Two stocks, one honest question: which costs less per dollar of profit? Enter the share price and earnings per share for each and compare P/E ratios and earnings yields side by side — the way analysts actually use the ratio.
Answer first: a P/E ratio only becomes useful when it's compared with something. This P/E comparison calculator computes price ÷ earnings-per-share for two stocks at once, flips each into an earnings yield, and states plainly which company trades cheaper per dollar of current profit — the comparison that a single P/E, floating alone, can't give you.
P/E = Price ÷ EPS · Earnings yield = EPS ÷ Price × 100
Example: Stock A at $60 with $4 EPS → P/E 15, earnings yield 6.7%. Stock B at $200 with $8 EPS → P/E 25, yield 4.0%. Per dollar of profit, A is the cheaper claim — B's buyers are paying up, presumably for faster growth.

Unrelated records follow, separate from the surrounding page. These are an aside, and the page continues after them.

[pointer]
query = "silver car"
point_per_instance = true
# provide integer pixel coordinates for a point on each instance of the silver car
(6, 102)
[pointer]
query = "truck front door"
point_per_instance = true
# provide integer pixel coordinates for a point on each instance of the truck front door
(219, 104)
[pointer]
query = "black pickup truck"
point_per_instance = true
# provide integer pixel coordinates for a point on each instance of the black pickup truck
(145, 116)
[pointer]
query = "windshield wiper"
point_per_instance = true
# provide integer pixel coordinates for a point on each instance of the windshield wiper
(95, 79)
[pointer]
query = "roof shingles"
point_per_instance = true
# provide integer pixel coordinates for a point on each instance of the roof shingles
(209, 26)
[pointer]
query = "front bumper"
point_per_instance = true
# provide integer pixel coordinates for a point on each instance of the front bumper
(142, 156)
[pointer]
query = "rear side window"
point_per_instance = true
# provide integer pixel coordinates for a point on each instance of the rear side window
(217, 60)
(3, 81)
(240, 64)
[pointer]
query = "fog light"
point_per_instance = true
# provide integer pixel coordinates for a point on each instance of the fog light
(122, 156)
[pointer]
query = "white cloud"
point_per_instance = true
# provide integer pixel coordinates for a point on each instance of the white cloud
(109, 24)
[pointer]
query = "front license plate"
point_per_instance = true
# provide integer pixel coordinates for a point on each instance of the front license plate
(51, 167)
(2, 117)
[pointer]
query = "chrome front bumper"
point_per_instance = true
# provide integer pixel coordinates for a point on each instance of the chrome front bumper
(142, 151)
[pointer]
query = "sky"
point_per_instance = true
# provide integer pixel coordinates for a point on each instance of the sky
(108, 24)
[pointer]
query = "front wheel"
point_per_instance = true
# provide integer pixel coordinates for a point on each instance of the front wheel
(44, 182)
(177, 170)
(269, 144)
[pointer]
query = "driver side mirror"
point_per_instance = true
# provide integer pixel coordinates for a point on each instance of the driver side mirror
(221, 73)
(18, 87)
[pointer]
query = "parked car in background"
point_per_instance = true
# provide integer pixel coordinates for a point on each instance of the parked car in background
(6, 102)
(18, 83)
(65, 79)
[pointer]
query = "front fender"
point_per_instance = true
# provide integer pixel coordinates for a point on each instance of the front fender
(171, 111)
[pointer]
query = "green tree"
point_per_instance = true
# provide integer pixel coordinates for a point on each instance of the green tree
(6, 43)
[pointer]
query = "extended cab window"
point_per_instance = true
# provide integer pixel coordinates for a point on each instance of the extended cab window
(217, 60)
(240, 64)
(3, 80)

The share price alone tells you nothing: a $200 stock can be "cheaper" than a $60 one. P/E fixes the units by pricing a dollar of annual earnings. At P/E 15 you pay $15 for each $1 of yearly profit; at P/E 25 you pay $25 for the same dollar. Side by side, the comparison instantly reframes the decision from "which price is lower?" to "which earnings stream is on sale — and is the discount deserved?"
Inverting the ratio turns valuation into an interest rate. P/E 15 = 6.7% earnings yield; P/E 25 = 4.0%. Now stocks can be compared against each other and against the 10-year Treasury or a savings account — one reason value investors (and the "Fed model" crowd) love this form. Remember the difference from a dividend yield though: earnings belong to the company, and only a slice may be paid out to you — check the payout ratio for that slice.
First, stay inside the industry. Software habitually trades at double the market's P/E while banks trade below it; comparing a chipmaker to a supermarket tells you about their industries, not their value. Second, match the earnings basis — trailing-twelve-month EPS for both, or forward estimates for both, never mixed; also watch for one-off gains and write-offs distorting a single year. Third, account for growth: a P/E of 25 growing earnings 20% a year can be far cheaper, properly viewed, than a P/E of 12 that's shrinking. That adjustment has its own tool — the PEG ratio calculator divides P/E by growth to level that field.
Negative EPS makes P/E meaningless (this calculator says so rather than printing a nonsense negative ratio); cyclical earnings at a peak make a low P/E deceptively comforting — steel and airline stocks look "cheapest" right before profits collapse. And a persistent, dramatic P/E discount to peers is as often a warning as a bargain: the market may know something about debt, lawsuits or dying demand. Treat "cheaper" as the beginning of research — the question is always why it's cheaper.
Reality check: P/E comparisons use accounting earnings, ignore growth, debt and quality differences, and say nothing about what a business is intrinsically worth. Educational calculator only, not financial advice. Verify EPS in official filings via the SEC's EDGAR at sec.gov.
Go deeper with the single-stock P/E ratio calculator, the growth-adjusted PEG ratio, the concept explainer what is the P/E ratio?, the EPS calculator for the denominator, and growth vs value investing for the philosophy behind the numbers.
Last updated July 2, 2026 · Written by Mustafa Bilgic. Educational only — not financial advice.
Compute each stock's P/E (share price ÷ earnings per share) and put them side by side: the lower P/E costs less per dollar of current profit. A $60 stock earning $4 (P/E 15) is cheaper per earnings dollar than a $200 stock earning $8 (P/E 25) — even though its share price is lower in absolute terms too.
Earnings yield is the P/E flipped upside down: EPS ÷ price × 100. A P/E of 15 equals an earnings yield of 6.7% — the company earns 6.7 cents per year for every dollar of share price. It reads like an interest rate, which makes comparing stocks against bonds intuitive.
No. A lower P/E means cheaper per dollar of CURRENT earnings, but the market may be pricing slower growth, higher risk or fading profits. Fast growers often deserve higher P/Es; a cheap-looking stock can be a value trap. Use the comparison as a starting question, not a verdict.
P/E is meaningless with negative EPS — the calculator reports it as not meaningful rather than showing a negative ratio. For loss-making companies, analysts use price-to-sales, price-to-book or forward earnings estimates instead.